The “empiricist” school’s main (and possibly only) member is Rob Storr. His writing has the virtue of throwing cold water on the silliness of his opponents, but it goes too far in the other direction. He sternly cautions that “it is with simple description that one must begin any serious critical assessment of Ryman’s achievement.” For Storr, who compares Ryman to Matisse, his work should be seen as an affair of delicate pleasure seeking. This is very close to saying: look, but don’t think. It’s far from clear that this is either possible or desirable. We risk losing any sense of history or situation or context, as if we’re supposed to think of Ryman — as Cézanne famously said of Monet — as “just an eye, but what an eye.”
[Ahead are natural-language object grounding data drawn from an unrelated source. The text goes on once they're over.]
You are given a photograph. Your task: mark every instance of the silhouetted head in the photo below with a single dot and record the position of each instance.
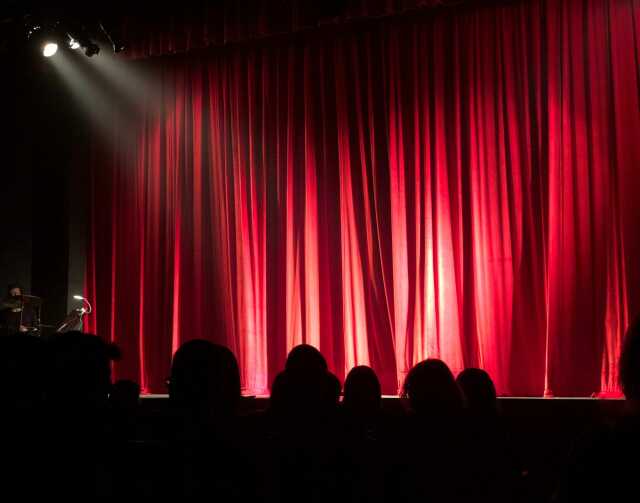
(311, 394)
(630, 362)
(14, 290)
(306, 358)
(124, 395)
(362, 395)
(432, 389)
(21, 372)
(479, 391)
(79, 371)
(205, 376)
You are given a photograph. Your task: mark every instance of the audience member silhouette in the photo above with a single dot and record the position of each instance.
(305, 358)
(495, 471)
(303, 439)
(205, 381)
(432, 456)
(23, 417)
(366, 436)
(432, 390)
(602, 466)
(362, 395)
(479, 392)
(80, 449)
(210, 458)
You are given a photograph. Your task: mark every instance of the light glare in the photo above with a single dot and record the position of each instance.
(49, 49)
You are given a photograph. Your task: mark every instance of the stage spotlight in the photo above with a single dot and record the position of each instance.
(49, 49)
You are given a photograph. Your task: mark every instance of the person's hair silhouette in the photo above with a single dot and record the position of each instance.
(432, 389)
(362, 395)
(205, 375)
(479, 391)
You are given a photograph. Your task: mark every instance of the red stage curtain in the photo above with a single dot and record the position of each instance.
(461, 186)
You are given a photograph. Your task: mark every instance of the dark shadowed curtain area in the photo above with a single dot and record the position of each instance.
(462, 185)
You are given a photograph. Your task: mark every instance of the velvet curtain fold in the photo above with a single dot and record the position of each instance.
(461, 186)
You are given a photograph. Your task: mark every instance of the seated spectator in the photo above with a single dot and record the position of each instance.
(302, 443)
(479, 392)
(602, 465)
(432, 459)
(362, 395)
(80, 449)
(209, 457)
(496, 473)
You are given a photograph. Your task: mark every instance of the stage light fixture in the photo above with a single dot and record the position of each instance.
(49, 49)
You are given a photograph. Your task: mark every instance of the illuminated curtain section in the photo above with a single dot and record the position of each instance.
(459, 186)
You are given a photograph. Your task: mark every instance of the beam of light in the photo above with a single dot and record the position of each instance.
(133, 80)
(96, 100)
(49, 49)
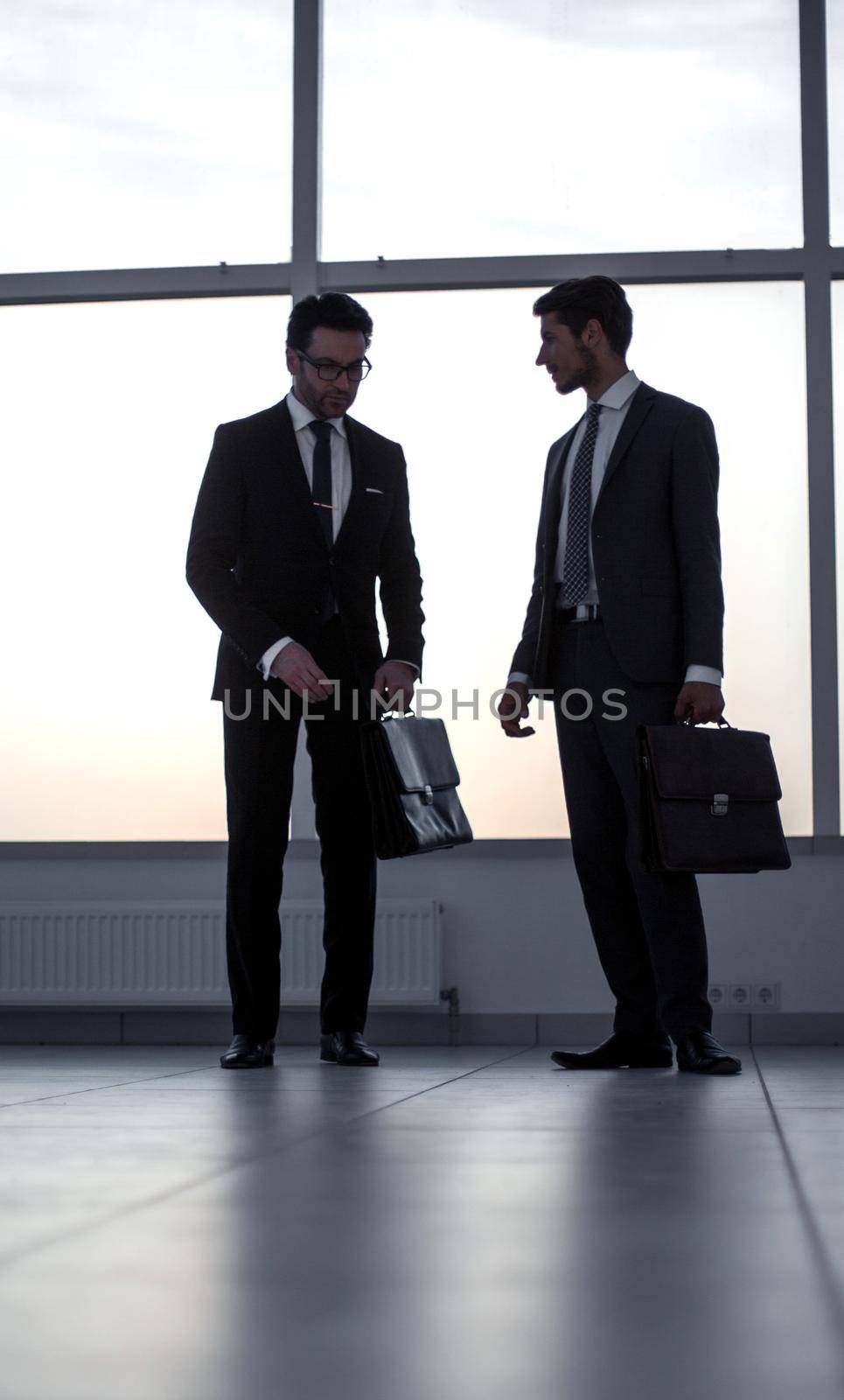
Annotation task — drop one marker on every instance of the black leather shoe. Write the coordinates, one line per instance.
(247, 1054)
(346, 1047)
(700, 1054)
(617, 1052)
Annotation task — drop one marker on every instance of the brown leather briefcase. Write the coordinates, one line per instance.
(708, 800)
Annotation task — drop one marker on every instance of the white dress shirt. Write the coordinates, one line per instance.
(340, 483)
(615, 403)
(340, 487)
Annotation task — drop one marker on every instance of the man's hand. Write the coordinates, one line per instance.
(296, 667)
(511, 710)
(395, 678)
(700, 700)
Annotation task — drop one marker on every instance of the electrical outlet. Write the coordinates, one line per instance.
(766, 996)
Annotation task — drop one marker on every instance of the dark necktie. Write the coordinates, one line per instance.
(321, 490)
(575, 564)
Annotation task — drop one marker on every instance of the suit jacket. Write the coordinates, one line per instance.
(655, 546)
(259, 564)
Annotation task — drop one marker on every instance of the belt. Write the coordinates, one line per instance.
(584, 612)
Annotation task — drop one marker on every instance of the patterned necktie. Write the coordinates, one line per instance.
(321, 490)
(575, 564)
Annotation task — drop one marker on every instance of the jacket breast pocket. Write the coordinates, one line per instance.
(659, 587)
(377, 501)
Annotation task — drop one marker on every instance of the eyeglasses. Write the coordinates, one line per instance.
(356, 371)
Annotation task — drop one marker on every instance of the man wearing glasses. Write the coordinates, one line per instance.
(300, 510)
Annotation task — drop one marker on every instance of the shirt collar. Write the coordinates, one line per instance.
(620, 392)
(303, 417)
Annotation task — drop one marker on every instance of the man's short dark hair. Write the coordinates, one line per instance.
(581, 300)
(333, 310)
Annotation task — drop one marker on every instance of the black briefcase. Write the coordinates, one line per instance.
(708, 800)
(412, 779)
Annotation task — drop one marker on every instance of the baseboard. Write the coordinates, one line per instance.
(196, 1026)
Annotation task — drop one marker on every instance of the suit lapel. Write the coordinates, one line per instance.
(290, 459)
(354, 500)
(553, 504)
(640, 406)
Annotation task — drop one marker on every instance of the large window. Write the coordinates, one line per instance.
(487, 128)
(108, 417)
(445, 156)
(144, 133)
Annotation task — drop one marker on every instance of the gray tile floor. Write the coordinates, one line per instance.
(455, 1224)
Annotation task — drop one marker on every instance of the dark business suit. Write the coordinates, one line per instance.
(259, 564)
(655, 548)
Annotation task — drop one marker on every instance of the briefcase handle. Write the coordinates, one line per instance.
(721, 723)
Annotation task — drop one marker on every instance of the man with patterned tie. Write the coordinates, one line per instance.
(300, 511)
(624, 626)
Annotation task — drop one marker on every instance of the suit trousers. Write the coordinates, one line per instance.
(648, 928)
(259, 763)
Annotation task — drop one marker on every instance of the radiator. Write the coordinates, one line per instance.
(172, 952)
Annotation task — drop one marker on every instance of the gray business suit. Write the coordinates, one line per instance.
(655, 546)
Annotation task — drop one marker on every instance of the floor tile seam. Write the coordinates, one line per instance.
(823, 1262)
(17, 1256)
(98, 1088)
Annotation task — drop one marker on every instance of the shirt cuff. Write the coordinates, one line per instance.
(707, 674)
(266, 662)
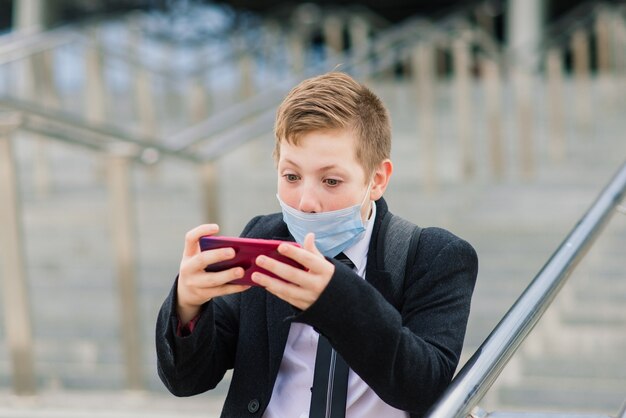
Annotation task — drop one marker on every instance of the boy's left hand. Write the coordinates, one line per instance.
(301, 288)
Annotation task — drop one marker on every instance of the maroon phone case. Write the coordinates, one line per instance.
(246, 251)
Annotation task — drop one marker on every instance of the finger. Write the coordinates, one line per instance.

View of "Robert Ryman." Dia Art Foundation, New York. 2015–16. Courtesy the artist; ARS, New York; and The Greenwich Collection. Photo: Bill Jacobson.

But in Ryman, I see neither mere conceptualism nor empiricism, and none of Morandi’s unhealthy asceticism either. Painting, when it’s at its best, doesn’t really deal in the abstract distinction between concept and perception; it shows concrete sensibility, which always unites thought and feeling. Ryman’s sensibility is a refined lyricism of urban life — a life we still broadly caricature as hurried, inattentive, and corrupt in public, or mannered, vain, and false in intimate settings. Either we credit the city with alienation and grit, or else we engage in grandiose Gershwin-blaring, skyline-baring sentimentality. Ryman, by contrast, draws our attention to the white noise of the city, and articulates what’s usually ignored or forgotten in the background. After Ryman, the things we usually glance at and pass over quickly can return to us renewed. I saw the show with a sophisticated Manhattanite artist, who spent a few minutes looking around before saying, “Maybe I don’t get art at all.” I think that’s a healthy experience to have from time to time.


 
(1) Johann Wolfgang von Goethe. Theory of Colors. Trans. Charles Lock Eastlake. Dover Publications. 2012. p. 180.
(2) Grant Johnson. “Giorgio Morandi and Robert Ryman.” Artforum.com. October 2015.
(3) Friedrich Schiller. “Kallias, or Concerning Beauty: Letters to Gottfried Körner.” 1793. Reproduced in Classic and Romantic German Aesthetics. J. M. Bernstein, ed. Cambridge University Press. 2002.
(4) Paul Valéry. Degas, Manet, Morisot. Trans. David Paul. Princeton University Press. 1971. p. 109.
(5) Susan P. Hudson’s very interesting (but also very difficult) Robert Ryman: Used Paint tries to present Ryman as a pragmatist to undo this antinomy.

John Ganz, a writer and painter, is executive editor of Genius. He lives in New York.